Williams made his first college start in week one of the 2024 season at age 17, making him one of the youngest players in FBS football. He earned SEC Freshman of the Week honors for his debut performance against Western Kentucky, catching two passes for 139 yards and two touchdowns in the 63–0 victory.
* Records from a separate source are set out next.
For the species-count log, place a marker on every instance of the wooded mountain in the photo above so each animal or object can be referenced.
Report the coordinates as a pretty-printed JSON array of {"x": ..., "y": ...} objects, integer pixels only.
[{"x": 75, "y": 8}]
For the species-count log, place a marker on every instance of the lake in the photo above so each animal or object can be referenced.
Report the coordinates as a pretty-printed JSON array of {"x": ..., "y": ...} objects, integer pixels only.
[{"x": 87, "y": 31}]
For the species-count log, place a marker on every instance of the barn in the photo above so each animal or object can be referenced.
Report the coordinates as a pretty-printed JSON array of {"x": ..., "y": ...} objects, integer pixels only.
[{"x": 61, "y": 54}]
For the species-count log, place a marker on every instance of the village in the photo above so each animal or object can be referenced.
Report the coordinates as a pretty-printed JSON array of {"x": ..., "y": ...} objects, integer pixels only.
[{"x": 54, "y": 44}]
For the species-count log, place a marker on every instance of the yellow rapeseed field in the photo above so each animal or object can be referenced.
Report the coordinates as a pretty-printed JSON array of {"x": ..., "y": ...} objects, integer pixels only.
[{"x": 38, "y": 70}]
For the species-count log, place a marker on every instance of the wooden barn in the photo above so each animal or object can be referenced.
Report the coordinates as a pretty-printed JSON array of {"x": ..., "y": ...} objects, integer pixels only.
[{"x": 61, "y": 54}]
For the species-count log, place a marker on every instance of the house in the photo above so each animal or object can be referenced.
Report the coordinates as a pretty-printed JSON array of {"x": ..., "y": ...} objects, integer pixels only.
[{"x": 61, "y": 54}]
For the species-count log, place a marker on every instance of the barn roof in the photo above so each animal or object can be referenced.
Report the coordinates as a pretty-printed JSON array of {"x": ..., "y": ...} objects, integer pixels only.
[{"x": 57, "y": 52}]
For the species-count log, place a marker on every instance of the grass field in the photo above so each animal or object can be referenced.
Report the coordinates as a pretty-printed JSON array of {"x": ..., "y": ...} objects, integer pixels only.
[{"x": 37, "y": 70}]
Against No. 2 ranked Georgia, Williams caught six passes for 177 yards, including the game-winning 75-yard touchdown in the fourth quarter to lead the Crimson Tide to a 41–34 victory. As a freshman, he finished with 48 receptions for 865 yards and eight touchdowns.

===Statistics===

| Year | Team | Games |  | Receiving |  |  |  | Rushing |  |  |  |
| GP | GS | Rec | Yds | Avg | TD | Att | Yds | Avg | TD |
| 2024 | Alabama | 13 | 13 | 48 | 865 | 18.0 | 8 | 4 | 48 | 12.0 | 2 |
| 2025 | Alabama | 14 | 12 | 49 | 689 | 14.1 | 4 | 2 | 21 | 10.5 | 0 |
| 2026 | Alabama | 3 | 3 | 12 | 235 | 19.6 | 1 | 1 | 9 | 9.0 | 0 |
| Career |  | 29 | 27 | 106 | 1,727 | 16.3 | 12 | 7 | 78 | 11.1 | 2 |

== Personal life ==
Williams was one of the cover athletes for EA Sports College Football 26 alongside Jeremiah Smith.

In March 2026, he changed his last name from Williams to Coleman-Williams to honor his mother.